Nor did he come on Saturday. Karen next knew about Michael only when Devonn’s sister knocked on the door on Sunday morning and told Karen that her baby had been shot.
In the ambulance, Michael told his own story quite differently. He said that he had not been home for a week. He said he had found the gun two and a half weeks earlier. This would have been just when the rent money disappeared. He said first that he found the gun behind a McDonald’s near his mother’s house, and then changed his story to say that he found it in a garbage bag full of clothes on a walkway running alongside one of the Rosecrans apartments. Perhaps he was trying to protect his mother by putting more distance between her and his activities.

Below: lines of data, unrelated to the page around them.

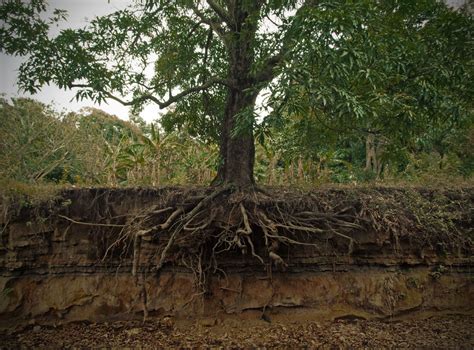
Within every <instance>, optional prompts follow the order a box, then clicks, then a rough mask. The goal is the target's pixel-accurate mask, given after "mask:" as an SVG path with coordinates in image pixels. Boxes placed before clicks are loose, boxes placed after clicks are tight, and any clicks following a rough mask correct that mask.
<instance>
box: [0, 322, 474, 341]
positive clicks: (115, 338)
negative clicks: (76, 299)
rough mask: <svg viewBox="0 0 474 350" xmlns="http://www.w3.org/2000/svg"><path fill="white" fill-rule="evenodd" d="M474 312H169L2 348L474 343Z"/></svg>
mask: <svg viewBox="0 0 474 350" xmlns="http://www.w3.org/2000/svg"><path fill="white" fill-rule="evenodd" d="M473 331H474V317H472V316H462V315H456V316H443V317H431V318H428V319H423V320H403V321H393V320H392V321H380V320H379V321H367V320H359V319H356V320H337V321H334V322H304V323H302V322H283V323H276V322H273V323H270V322H268V321H264V320H252V321H250V320H248V321H247V320H241V321H240V322H239V321H238V320H236V319H227V320H223V321H220V322H217V321H215V320H212V319H204V320H203V319H201V320H198V321H188V322H182V321H180V322H179V323H177V324H176V323H175V322H174V320H173V319H171V318H169V317H165V318H160V319H152V320H149V321H147V322H145V323H142V322H139V321H117V322H112V323H103V324H87V323H71V324H66V325H62V326H57V327H52V326H51V327H45V326H42V327H41V326H29V327H28V328H26V329H23V330H21V331H19V332H15V333H12V334H7V333H0V349H12V348H104V347H106V348H124V347H125V348H213V349H216V348H217V349H219V348H230V349H241V348H281V349H294V348H319V347H322V348H336V349H337V348H376V349H381V348H416V349H419V348H430V349H432V348H437V349H452V348H456V349H458V348H461V349H472V348H474V336H473V333H474V332H473Z"/></svg>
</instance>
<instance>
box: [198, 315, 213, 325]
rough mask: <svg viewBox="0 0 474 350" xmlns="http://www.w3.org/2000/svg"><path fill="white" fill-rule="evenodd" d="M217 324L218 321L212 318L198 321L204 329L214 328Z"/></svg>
mask: <svg viewBox="0 0 474 350" xmlns="http://www.w3.org/2000/svg"><path fill="white" fill-rule="evenodd" d="M216 323H217V320H216V319H215V318H212V317H206V318H202V319H200V320H199V321H198V324H199V325H200V326H202V327H213V326H215V325H216Z"/></svg>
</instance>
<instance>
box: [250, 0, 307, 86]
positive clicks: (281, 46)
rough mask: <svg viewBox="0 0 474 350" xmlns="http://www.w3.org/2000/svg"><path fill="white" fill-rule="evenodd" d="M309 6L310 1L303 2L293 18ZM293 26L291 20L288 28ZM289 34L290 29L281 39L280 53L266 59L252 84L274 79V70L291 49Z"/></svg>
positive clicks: (254, 75)
mask: <svg viewBox="0 0 474 350" xmlns="http://www.w3.org/2000/svg"><path fill="white" fill-rule="evenodd" d="M309 4H311V1H310V0H309V1H305V2H304V3H303V4H302V5H301V6H300V8H299V9H298V10H297V11H296V13H295V15H294V17H293V18H296V17H298V16H299V15H301V12H302V11H303V10H304V9H305V8H306V7H308V6H309ZM293 24H294V20H293V23H292V25H291V26H290V27H292V26H293ZM290 33H291V29H289V30H288V31H287V32H286V34H285V36H284V37H283V40H282V46H281V48H280V51H279V52H278V53H276V54H275V55H273V56H270V57H268V58H267V60H266V61H265V63H264V64H263V66H262V68H261V69H260V71H258V72H257V73H255V75H254V82H255V83H256V84H258V83H264V82H270V81H271V80H272V79H273V78H274V77H275V68H276V67H278V66H279V65H280V64H281V63H282V62H283V59H284V57H285V55H286V53H287V52H289V51H290V50H291V48H292V44H291V42H292V41H291V40H290V39H291V36H290Z"/></svg>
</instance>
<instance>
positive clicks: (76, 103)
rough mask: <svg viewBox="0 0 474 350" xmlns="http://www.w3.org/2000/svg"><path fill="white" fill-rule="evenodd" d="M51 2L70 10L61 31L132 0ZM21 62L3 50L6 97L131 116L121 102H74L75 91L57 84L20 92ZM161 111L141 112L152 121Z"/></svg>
mask: <svg viewBox="0 0 474 350" xmlns="http://www.w3.org/2000/svg"><path fill="white" fill-rule="evenodd" d="M48 3H49V5H50V8H51V9H54V8H60V9H64V10H67V11H68V14H69V16H68V19H67V21H66V22H62V23H61V26H60V27H59V28H57V31H59V30H60V29H63V28H67V27H70V28H80V27H83V26H84V25H85V24H86V23H87V22H88V21H89V20H90V19H92V18H93V17H94V16H102V15H105V14H108V13H111V12H114V11H116V10H117V9H122V8H124V7H126V6H127V5H129V4H130V3H131V0H110V2H109V1H108V0H49V2H48ZM22 61H23V59H22V58H19V57H11V56H6V55H4V54H2V53H0V93H4V94H6V95H7V97H15V96H31V97H33V98H35V99H37V100H40V101H42V102H45V103H47V104H53V105H55V106H56V108H57V109H58V110H61V109H64V108H65V109H67V110H68V111H78V110H79V109H81V108H82V107H87V106H95V107H98V108H101V109H103V110H105V111H106V112H108V113H110V114H115V115H117V116H118V117H120V118H122V119H127V118H128V107H124V106H122V105H121V104H119V103H118V102H115V101H109V102H108V104H102V105H97V104H93V103H92V102H91V101H88V100H83V101H80V102H77V101H76V100H73V101H71V99H73V98H74V96H75V93H74V91H71V90H69V91H64V90H60V89H59V88H57V87H56V86H45V87H43V88H42V90H41V92H39V93H38V94H35V95H33V96H32V95H28V94H25V93H21V92H19V91H18V85H17V83H16V81H17V73H18V72H17V70H18V67H19V66H20V63H21V62H22ZM158 113H159V109H158V107H156V106H148V107H147V108H146V109H145V110H144V111H143V112H142V117H144V118H145V120H147V121H152V120H154V119H155V118H157V116H158Z"/></svg>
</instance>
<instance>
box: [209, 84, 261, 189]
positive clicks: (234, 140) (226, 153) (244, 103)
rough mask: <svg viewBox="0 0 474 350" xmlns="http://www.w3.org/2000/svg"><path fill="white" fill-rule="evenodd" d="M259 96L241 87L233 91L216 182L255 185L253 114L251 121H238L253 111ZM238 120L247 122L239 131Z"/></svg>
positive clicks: (239, 185) (222, 138) (229, 95)
mask: <svg viewBox="0 0 474 350" xmlns="http://www.w3.org/2000/svg"><path fill="white" fill-rule="evenodd" d="M255 98H256V96H255V94H248V93H245V92H243V91H239V90H232V91H230V92H229V95H228V98H227V103H226V109H225V114H224V123H223V128H222V131H221V142H220V156H221V164H220V166H219V170H218V174H217V177H216V179H215V180H214V182H213V183H229V184H234V185H237V186H238V187H249V186H253V185H254V184H255V180H254V176H253V166H254V160H255V144H254V137H253V126H252V122H253V117H252V118H249V121H248V123H247V122H243V121H242V120H240V121H239V120H238V119H239V118H238V116H239V114H240V113H252V112H253V108H254V105H255ZM238 122H241V123H242V122H243V123H244V125H241V126H240V128H239V130H241V131H240V132H238V133H236V125H237V123H238Z"/></svg>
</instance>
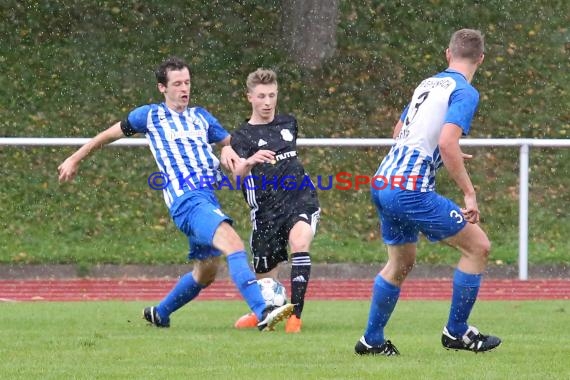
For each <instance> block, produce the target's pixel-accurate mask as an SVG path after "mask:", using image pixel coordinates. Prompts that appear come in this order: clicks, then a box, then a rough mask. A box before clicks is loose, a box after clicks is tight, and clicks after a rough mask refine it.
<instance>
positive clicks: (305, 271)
mask: <svg viewBox="0 0 570 380" xmlns="http://www.w3.org/2000/svg"><path fill="white" fill-rule="evenodd" d="M310 277H311V255H310V254H309V252H296V253H293V254H291V303H294V304H296V305H295V309H294V310H293V313H295V315H296V316H297V318H301V312H302V311H303V305H304V304H305V293H306V291H307V286H308V285H309V278H310Z"/></svg>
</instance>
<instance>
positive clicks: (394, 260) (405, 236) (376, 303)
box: [355, 29, 501, 356]
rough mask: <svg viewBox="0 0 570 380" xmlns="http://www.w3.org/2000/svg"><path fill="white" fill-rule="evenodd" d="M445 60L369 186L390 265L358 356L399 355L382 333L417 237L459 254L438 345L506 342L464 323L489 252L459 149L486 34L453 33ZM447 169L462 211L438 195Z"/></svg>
mask: <svg viewBox="0 0 570 380" xmlns="http://www.w3.org/2000/svg"><path fill="white" fill-rule="evenodd" d="M446 58H447V61H448V64H449V66H448V68H447V69H446V70H444V71H443V72H440V73H438V74H436V75H434V76H432V77H430V78H427V79H425V80H424V81H422V82H421V83H420V84H419V85H418V87H416V89H415V91H414V94H413V97H412V100H411V102H410V103H409V105H408V106H407V107H405V109H404V111H403V113H402V115H401V117H400V120H399V121H398V122H397V123H396V126H395V129H394V134H393V137H394V138H395V139H396V142H395V144H394V145H393V146H392V148H391V150H390V152H389V153H388V154H387V155H386V157H385V158H384V159H383V161H382V163H381V164H380V167H379V168H378V171H377V172H376V176H375V180H374V181H373V182H372V187H371V192H372V199H373V202H374V204H375V206H376V208H377V211H378V215H379V217H380V222H381V232H382V239H383V240H384V242H385V243H386V244H387V246H388V261H387V263H386V265H385V266H384V268H382V270H381V271H380V273H379V274H378V275H377V276H376V278H375V281H374V286H373V292H372V300H371V306H370V312H369V317H368V324H367V327H366V330H365V332H364V335H363V336H362V338H360V340H359V341H358V342H357V343H356V346H355V351H356V353H357V354H359V355H386V356H391V355H398V354H399V352H398V350H397V349H396V348H395V346H394V345H393V344H392V343H391V342H390V341H389V340H386V339H385V337H384V327H385V326H386V324H387V323H388V320H389V318H390V316H391V314H392V311H393V310H394V307H395V306H396V302H397V301H398V297H399V295H400V287H401V286H402V283H403V282H404V280H405V279H406V277H407V275H408V274H409V273H410V271H411V270H412V268H413V266H414V263H415V259H416V246H417V241H418V235H419V233H420V232H421V233H422V234H423V235H425V236H426V237H427V239H429V240H430V241H439V242H443V243H445V244H448V245H450V246H452V247H455V248H456V249H457V250H458V251H459V252H461V258H460V260H459V263H458V265H457V268H456V269H455V273H454V276H453V295H452V299H451V308H450V313H449V318H448V321H447V324H446V326H445V327H444V328H443V334H442V339H441V341H442V344H443V346H444V348H447V349H454V350H468V351H473V352H481V351H488V350H491V349H493V348H495V347H497V346H498V345H499V344H500V343H501V340H500V339H499V338H497V337H494V336H489V335H483V334H481V333H480V332H479V331H478V330H477V328H475V327H473V326H470V325H468V323H467V320H468V318H469V315H470V313H471V310H472V307H473V305H474V303H475V301H476V299H477V293H478V291H479V287H480V284H481V276H482V274H483V271H484V270H485V267H486V264H487V257H488V255H489V250H490V248H491V244H490V242H489V239H488V238H487V235H486V234H485V232H483V230H482V229H481V227H479V225H478V222H479V208H478V206H477V199H476V196H475V189H474V187H473V184H472V183H471V180H470V178H469V175H468V174H467V171H466V169H465V165H464V159H465V158H469V156H467V155H464V154H463V153H462V151H461V148H460V146H459V139H460V138H461V137H462V136H463V135H467V134H468V133H469V130H470V127H471V121H472V119H473V115H474V114H475V111H476V109H477V105H478V102H479V93H478V92H477V90H476V89H475V88H474V87H473V86H472V85H471V84H470V83H471V80H472V79H473V76H474V75H475V72H476V71H477V69H478V67H479V66H480V65H481V63H482V62H483V58H484V41H483V36H482V35H481V33H480V32H479V31H477V30H472V29H462V30H459V31H456V32H455V33H454V34H453V36H452V37H451V41H450V43H449V48H448V49H447V50H446ZM442 166H445V168H446V169H447V171H448V172H449V175H450V177H451V178H452V179H453V180H454V182H455V183H456V184H457V186H458V187H459V188H460V190H461V191H462V192H463V196H464V199H463V201H464V207H463V208H461V207H459V206H458V205H457V204H455V203H454V202H453V201H451V200H450V199H448V198H445V197H443V196H441V195H440V194H438V193H436V192H435V175H436V171H437V170H438V169H439V168H440V167H442ZM396 179H397V181H396Z"/></svg>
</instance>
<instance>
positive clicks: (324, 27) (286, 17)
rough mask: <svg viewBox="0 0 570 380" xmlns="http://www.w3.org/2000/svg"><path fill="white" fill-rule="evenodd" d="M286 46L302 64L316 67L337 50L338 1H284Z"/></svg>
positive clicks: (292, 0) (291, 53)
mask: <svg viewBox="0 0 570 380" xmlns="http://www.w3.org/2000/svg"><path fill="white" fill-rule="evenodd" d="M281 14H282V16H281V28H282V29H281V30H282V33H283V41H284V43H285V49H286V50H287V51H288V52H289V54H290V55H291V56H292V58H293V59H294V60H295V61H296V62H297V63H298V64H299V65H301V66H303V67H306V68H316V67H319V66H321V64H322V63H323V61H324V60H325V59H327V58H330V57H332V56H333V54H334V52H335V50H336V28H337V23H338V0H283V2H282V11H281Z"/></svg>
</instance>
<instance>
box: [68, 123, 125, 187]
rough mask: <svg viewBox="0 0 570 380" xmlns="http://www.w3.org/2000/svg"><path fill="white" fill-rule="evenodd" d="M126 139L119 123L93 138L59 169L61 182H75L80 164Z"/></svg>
mask: <svg viewBox="0 0 570 380" xmlns="http://www.w3.org/2000/svg"><path fill="white" fill-rule="evenodd" d="M122 137H125V135H124V134H123V131H122V130H121V123H120V122H118V123H116V124H115V125H113V126H111V127H109V128H107V129H106V130H104V131H103V132H101V133H99V134H98V135H97V136H95V137H93V138H92V139H91V140H89V142H87V143H86V144H85V145H83V146H82V147H81V148H79V149H78V150H77V151H75V153H73V154H72V155H71V156H69V157H68V158H67V159H66V160H65V161H63V163H62V164H61V165H59V166H58V167H57V171H58V173H59V182H67V181H71V180H73V178H75V175H76V174H77V170H78V169H79V164H80V163H81V161H83V160H84V159H85V158H86V157H87V156H89V155H90V154H91V153H92V152H94V151H96V150H97V149H100V148H102V147H103V146H105V145H107V144H110V143H112V142H113V141H115V140H118V139H120V138H122Z"/></svg>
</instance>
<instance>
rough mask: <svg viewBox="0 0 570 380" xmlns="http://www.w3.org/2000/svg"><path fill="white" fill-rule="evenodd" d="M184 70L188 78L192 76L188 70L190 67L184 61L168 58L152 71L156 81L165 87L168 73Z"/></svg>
mask: <svg viewBox="0 0 570 380" xmlns="http://www.w3.org/2000/svg"><path fill="white" fill-rule="evenodd" d="M184 68H186V69H188V72H189V73H190V76H192V71H191V70H190V66H188V64H187V63H186V62H184V60H182V59H181V58H178V57H169V58H167V59H166V60H164V61H163V62H162V63H161V64H160V65H159V66H158V67H157V68H156V70H155V71H154V75H155V76H156V81H157V82H158V83H162V84H163V85H165V86H166V84H167V82H168V72H169V71H173V70H176V71H178V70H183V69H184Z"/></svg>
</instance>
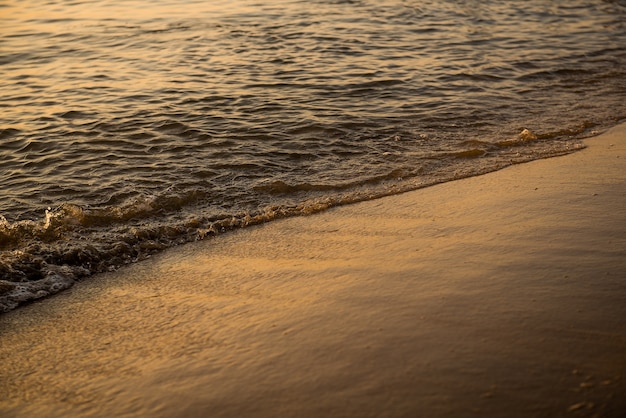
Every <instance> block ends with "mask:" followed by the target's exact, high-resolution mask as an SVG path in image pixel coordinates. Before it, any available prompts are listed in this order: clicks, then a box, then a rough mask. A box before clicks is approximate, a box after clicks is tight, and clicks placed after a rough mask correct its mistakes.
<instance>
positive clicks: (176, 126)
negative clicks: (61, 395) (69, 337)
mask: <svg viewBox="0 0 626 418" xmlns="http://www.w3.org/2000/svg"><path fill="white" fill-rule="evenodd" d="M625 117H626V2H625V1H624V0H617V1H615V0H613V1H610V0H567V1H565V0H523V1H522V0H504V1H474V0H465V1H463V0H456V1H453V0H421V1H419V0H313V1H311V0H306V1H304V0H256V1H251V0H250V1H249V0H228V1H226V0H218V1H198V0H185V1H171V0H149V1H148V0H125V1H106V0H100V1H96V0H94V1H81V0H51V1H40V0H36V1H35V0H0V311H7V310H10V309H13V308H14V307H16V306H17V305H18V304H19V303H21V302H24V301H28V300H32V299H35V298H39V297H43V296H46V295H48V294H51V293H55V292H57V291H59V290H62V289H64V288H67V287H69V286H71V284H72V283H73V282H74V281H75V280H77V279H79V278H81V277H85V276H89V275H92V274H94V273H97V272H103V271H108V270H113V269H116V268H118V267H120V266H123V265H124V264H128V263H131V262H134V261H137V260H141V259H143V258H146V257H148V256H149V255H150V254H152V253H154V252H156V251H160V250H162V249H164V248H167V247H170V246H173V245H176V244H180V243H184V242H189V241H194V240H198V239H203V238H205V237H209V236H212V235H215V234H220V233H222V232H225V231H228V230H231V229H233V228H239V227H244V226H247V225H253V224H258V223H261V222H267V221H271V220H273V219H277V218H280V217H285V216H294V215H300V214H308V213H313V212H316V211H320V210H323V209H325V208H328V207H331V206H335V205H340V204H346V203H351V202H356V201H361V200H367V199H373V198H377V197H381V196H385V195H389V194H393V193H399V192H402V191H406V190H413V189H417V188H420V187H424V186H427V185H431V184H434V183H438V182H442V181H449V180H454V179H458V178H461V177H466V176H471V175H477V174H481V173H485V172H488V171H492V170H496V169H499V168H502V167H505V166H507V165H510V164H516V163H521V162H525V161H529V160H533V159H538V158H545V157H549V156H554V155H560V154H564V153H568V152H572V151H574V150H576V149H579V148H581V143H580V140H581V138H584V137H586V136H590V135H594V134H596V133H598V132H601V131H602V130H604V129H606V128H608V127H610V126H612V125H615V124H616V123H618V122H619V121H620V120H621V119H623V118H625ZM555 210H558V208H555ZM381 216H384V214H381ZM415 216H420V214H419V213H416V214H415ZM311 222H315V220H314V218H312V219H311Z"/></svg>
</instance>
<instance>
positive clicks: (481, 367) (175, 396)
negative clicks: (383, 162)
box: [0, 124, 626, 417]
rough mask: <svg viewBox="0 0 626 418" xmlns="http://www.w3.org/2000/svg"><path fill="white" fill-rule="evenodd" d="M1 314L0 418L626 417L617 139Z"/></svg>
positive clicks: (456, 181) (155, 256)
mask: <svg viewBox="0 0 626 418" xmlns="http://www.w3.org/2000/svg"><path fill="white" fill-rule="evenodd" d="M586 144H587V145H588V148H587V149H585V150H583V151H580V152H577V153H575V154H572V155H567V156H564V157H558V158H551V159H548V160H541V161H535V162H532V163H528V164H523V165H516V166H512V167H509V168H506V169H504V170H501V171H498V172H495V173H491V174H487V175H483V176H479V177H473V178H468V179H464V180H459V181H454V182H450V183H444V184H440V185H437V186H433V187H429V188H426V189H422V190H418V191H414V192H410V193H405V194H402V195H398V196H392V197H386V198H383V199H379V200H374V201H368V202H364V203H359V204H355V205H351V206H346V207H341V208H335V209H332V210H329V211H327V212H324V213H321V214H317V215H313V216H307V217H298V218H292V219H286V220H281V221H276V222H272V223H269V224H266V225H262V226H259V227H253V228H247V229H244V230H240V231H237V232H234V233H230V234H225V235H223V236H218V237H216V238H214V239H211V240H208V241H204V242H200V243H195V244H191V245H186V246H182V247H179V248H175V249H171V250H168V251H166V252H164V253H162V254H160V255H158V256H155V257H153V258H152V259H151V260H147V261H145V262H141V263H138V264H135V265H132V266H129V267H127V268H124V269H121V270H119V271H118V272H115V273H110V274H105V275H100V276H97V277H93V278H91V279H89V280H86V281H84V282H82V283H79V284H78V285H76V286H74V287H73V288H72V289H70V290H69V291H66V292H64V293H61V294H59V295H57V296H55V297H52V298H48V299H46V300H42V301H39V302H36V303H32V304H30V305H27V306H24V307H20V308H18V309H17V310H15V311H12V312H10V313H8V314H5V315H2V316H0V333H1V337H0V338H1V339H0V361H1V364H2V367H1V368H0V393H2V396H1V397H0V416H2V417H69V416H96V417H100V416H101V417H108V416H118V417H121V416H137V417H221V416H225V417H235V416H238V417H239V416H249V417H278V416H292V417H322V416H332V417H344V416H355V417H369V416H371V417H385V416H388V417H409V416H411V417H420V416H423V417H457V416H458V417H466V416H494V417H495V416H508V417H515V416H519V417H530V416H532V417H536V416H546V417H555V416H606V417H619V416H626V125H625V124H622V125H620V126H617V127H615V128H613V129H611V130H610V131H609V132H607V133H605V134H603V135H601V136H599V137H596V138H592V139H589V140H587V141H586Z"/></svg>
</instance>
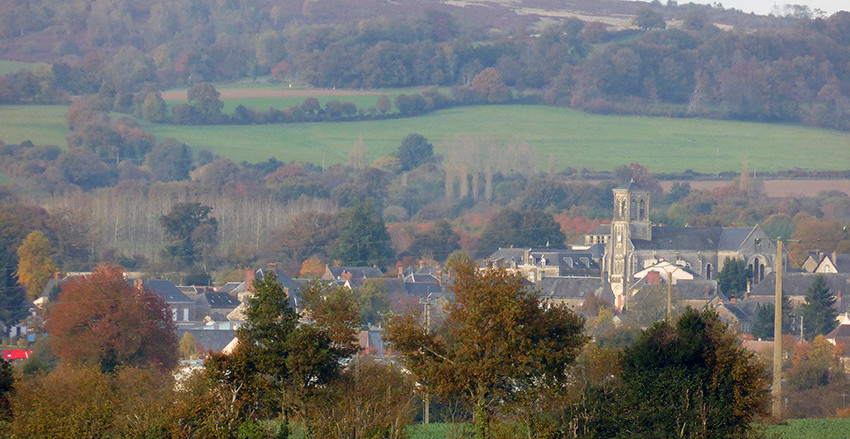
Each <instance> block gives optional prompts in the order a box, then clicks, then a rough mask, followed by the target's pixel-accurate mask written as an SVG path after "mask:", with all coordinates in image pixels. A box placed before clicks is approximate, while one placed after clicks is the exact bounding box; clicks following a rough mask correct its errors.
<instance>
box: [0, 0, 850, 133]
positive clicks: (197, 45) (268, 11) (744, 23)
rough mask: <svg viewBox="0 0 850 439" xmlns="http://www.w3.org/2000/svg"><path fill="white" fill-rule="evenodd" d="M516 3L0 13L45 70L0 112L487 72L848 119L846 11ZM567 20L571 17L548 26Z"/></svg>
mask: <svg viewBox="0 0 850 439" xmlns="http://www.w3.org/2000/svg"><path fill="white" fill-rule="evenodd" d="M537 3H540V4H537ZM600 5H601V6H600ZM522 6H523V7H525V8H529V9H534V10H539V12H537V13H534V14H528V13H525V12H524V11H523V10H519V9H513V8H511V7H507V6H503V5H501V4H499V3H491V4H484V5H478V6H468V7H455V6H449V5H445V4H441V3H437V2H433V3H425V2H404V1H402V2H393V3H392V4H389V5H384V4H378V3H373V4H369V3H368V2H367V3H364V2H356V4H355V2H346V1H339V2H335V3H333V4H329V3H328V2H324V1H323V2H321V3H320V2H316V1H306V2H304V3H301V2H271V1H267V0H254V1H245V2H214V1H212V0H180V1H169V2H165V1H154V2H140V1H129V0H128V1H122V0H97V1H76V2H59V3H57V2H51V1H34V2H25V3H20V4H16V5H15V6H13V7H12V8H9V11H8V12H9V13H5V12H6V11H4V14H3V17H2V18H0V37H2V40H0V48H2V49H3V51H4V52H5V53H7V54H9V55H8V56H9V57H10V58H16V59H20V60H31V61H45V62H47V63H50V64H52V67H50V68H44V69H37V70H36V71H34V72H22V73H18V74H11V75H7V76H6V77H5V79H4V80H2V81H0V103H4V102H5V103H9V102H60V101H63V100H65V99H67V98H66V96H67V95H68V94H72V95H78V94H90V93H96V92H98V91H100V90H103V89H104V87H106V88H107V89H110V90H115V91H116V92H117V93H118V94H119V95H125V96H126V95H129V94H131V93H138V92H142V91H151V90H156V89H161V88H163V87H169V86H174V85H188V84H195V83H199V82H205V81H222V80H234V79H238V78H243V77H256V76H259V75H268V74H271V75H273V76H274V77H276V78H277V79H279V80H281V81H287V82H292V81H301V82H305V83H308V84H310V85H313V86H319V87H346V88H377V87H406V86H423V85H440V86H453V87H460V88H461V89H460V92H462V91H463V90H462V87H463V86H466V85H470V84H471V82H472V80H473V78H474V77H475V76H476V75H478V74H480V73H481V72H482V71H484V70H485V69H487V68H489V67H493V68H494V69H495V70H496V72H497V73H498V80H499V81H501V82H503V83H504V84H505V85H506V86H507V87H509V89H512V90H514V91H517V90H526V91H528V90H532V91H534V93H532V94H533V95H534V96H537V100H538V102H542V103H547V104H558V105H569V106H572V107H574V108H578V109H583V110H586V111H593V112H602V113H636V114H655V115H672V116H701V117H717V118H732V119H740V120H762V121H778V122H793V123H807V124H812V125H816V126H823V127H829V128H837V129H848V124H850V122H848V121H850V67H848V65H850V47H848V46H850V33H848V32H847V29H850V13H847V12H840V13H837V14H835V15H833V16H831V17H828V18H821V17H817V18H812V13H811V12H810V11H808V10H806V9H800V8H798V9H792V10H790V11H788V12H789V14H792V15H789V16H783V17H759V16H755V15H747V14H743V13H741V12H740V11H734V10H728V11H727V10H723V9H719V8H711V7H709V6H697V5H692V4H688V5H683V6H678V5H677V4H675V3H674V2H668V4H667V5H661V4H660V3H658V2H656V3H653V4H650V5H646V4H643V3H627V2H578V4H577V6H576V7H575V9H574V10H572V11H560V10H557V8H558V7H556V6H554V5H547V4H545V2H523V5H522ZM570 14H574V15H576V16H579V17H582V19H584V20H585V21H580V20H579V19H576V18H568V19H555V18H553V16H554V15H560V16H564V15H567V16H569V15H570ZM721 29H723V30H721ZM461 96H462V93H461ZM119 97H120V96H119ZM142 98H143V97H142ZM505 98H509V96H505ZM116 99H117V98H116ZM128 99H129V100H132V97H130V98H124V102H127V100H128Z"/></svg>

Michael, it seems, stole his mother’s rent money to buy a gun. This must have had something to do with his deepening gang affiliation. He had had an acknowledged association with the Queen Street Bloods. Yet he also called the people around him, including his cousins, “Cuz.” And on that September morning, he was out and about seeking revenue and action with a Crip. The police, though, never identified the crime as gang-related; next to the question “Gang member?” on their report, they checked no.
Michael was not in their gang database, nor did he ever, when he finally did get tattoos, ink in a gang symbol. He wasn’t actually prepared that mid-September morning to be violent. He had acquired a gun, but he did not use it. He held back, it seems, and got shot. Stealing was in him. That we can see. But shooting was not, not then. The gun sounds most of all like somebody else’s idea of what Michael needed to do to prove himself.